Have you heard of the Yellow Bittern? The new restaurant is already something of a talking point. The yellow-walled, British-Irish bistro only seats 18 diners, is only open for lunch on weekdays, only takes cash (because Corcoran say’s he takes “more pleasure” when paying for something in cash) and tables can only be booked over the telephone or by postcard.
But less than 10 days after the restaurant first opened its doors, Corcoran took to social media to complain about his customers — or, to put it plainly, the very people on which his business depends. It’s hard to read the diatribe as anything but a giant middle finger to rather a lot of London. According to Corcoran, they aren't spending nearly enough money at his restaurant and not adhering to his unwritten constitution about what lunch really is. Bloody cheapskates.
“It is now apparently completely normal to book a table for 4 people say and then order one starter and two mains to share and a glass of tap water,” Corcoran wrote.
“There was at one point an etiquette in restaurants” he added, “that if you booked a table in a nice place you at the very least had to order a main course (and possibly even a starter or dessert) and drink wine in order [for] your table to be worth serving.”

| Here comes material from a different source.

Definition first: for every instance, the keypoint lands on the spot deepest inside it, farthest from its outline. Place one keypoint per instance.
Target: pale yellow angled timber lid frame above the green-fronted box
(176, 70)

Worth serving? This could be London's first restaurant where the customers are required to justify their own lunch. What Corcoran is really saying here is that anyone on a budget, who isn’t desperately hungry or who doesn't drink, isn’t welcome. Especially as the wine Corcoran chooses tends not to be cheap — his suggestions most often hover around the £60-£100 mark. Perhaps stinging customers this way was part of the business plan all along.
“When you come to a restaurant, it is expected that you are there to eat and drink with some sort of abandon,” the chef said. “So at the very least, order correctly, drink some wine, and justify your presence in the room that afternoon. If you do not drink because you have done so to such excess that it cannot be permitted any longer, then come hungry and eat your fair share.”
Social media was divided to say the least — “Hahaha this is so f****** tone deaf. How many people have the luxury of going out for a boozy lunch midweek?” read one comment — but this weekend, the chef doubled down in a Guardian article, adding: “If you’re not hungry, don’t go.”
Who’s to blame? Well, that’s obvious, isn’t it? It’s the diners who are sharing a main course. How dare anyone not want three courses and a bottle of wine each, at lunchtime on a Monday? Or dare to enjoy a meal, for which they are paying, on their own terms?
Has Corcoran perhaps considered that the world doesn’t owe him a living?
We seem to have been given an 18-seat piece of performance art within which diners are unsuspecting subjects of a dining diktat delivered with all the fiscal charm of Ebenezer Scrooge
On his Instagram post, Corcoran reminded readers of the lengths he goes to, and to “reserve the table for 2 hours for someone to order a meal which ends up costing £25 a head. It’s not worth us opening”. But if that’s the case, it seems this furore over pricing is as bizarre as it is untrue.
Based on current rates at the Yellow Bittern, if a table of two ate one starter each (£6/7) and shared the large pie as a main course (£40, and designed for sharing) the bill would come to a very reasonable £26 or £27 a head, with no service charge or tip (on its blackboard, the restaurant specifies this is not necessary). Must drink be had to enjoy the place?
Interestingly, when the Standard’s restaurant critic David Ellis visited, he needed to add to the bill the cheese they’d forgotten to charge him for. Is maths not a strong suit here?
The owners might not be happy about it, but without any kind of minimum order outlined, no minimum spend and no set menu, they need to face up to the fact that their guests are guests, and they have a choice.
They might also want to consider whether the basic premise of the place — somewhere only open on weekday lunchtimes, with nothing for the afterwork crowd or those on the weekend — is such a sturdy one, after all. Add into the mix that this is an 18-seat restaurant with a total of 11 menu items; it was never going to be a cash cow, especially where it is, on the Caledonian Road. It’s hardly got the Soho crowd wandering by. London seems to have been given an 18-seat piece of performance art within which diners are unsuspecting subjects of a dining diktat delivered with all the fiscal charm of Ebenezer Scrooge.
It feels like a dreamer with ideals about the vague concept of what lunch should be has been met with the stark reality of running a restaurant in London. The whole thing smacks of founders who are merely playing at the game of restaurants and not liking the fact it doesn’t seem to be going their way and are now throwing their toys out the pram. And, not that it really needs to be said, but the Yellow Bittern decided its own opening hours, decided to only have two two-hour lunch sittings and decided on the price for its menu. If these restrictions are too much of a problem for them, there’s nothing stopping them changing them.
Are these divisive, borderline insulting comments just designed to fill a few column inches? If so, it’s working. People are talking — but looking at Corcoran’s most recent post, there seems to be space among those 18 seats. Maybe the people have already decided.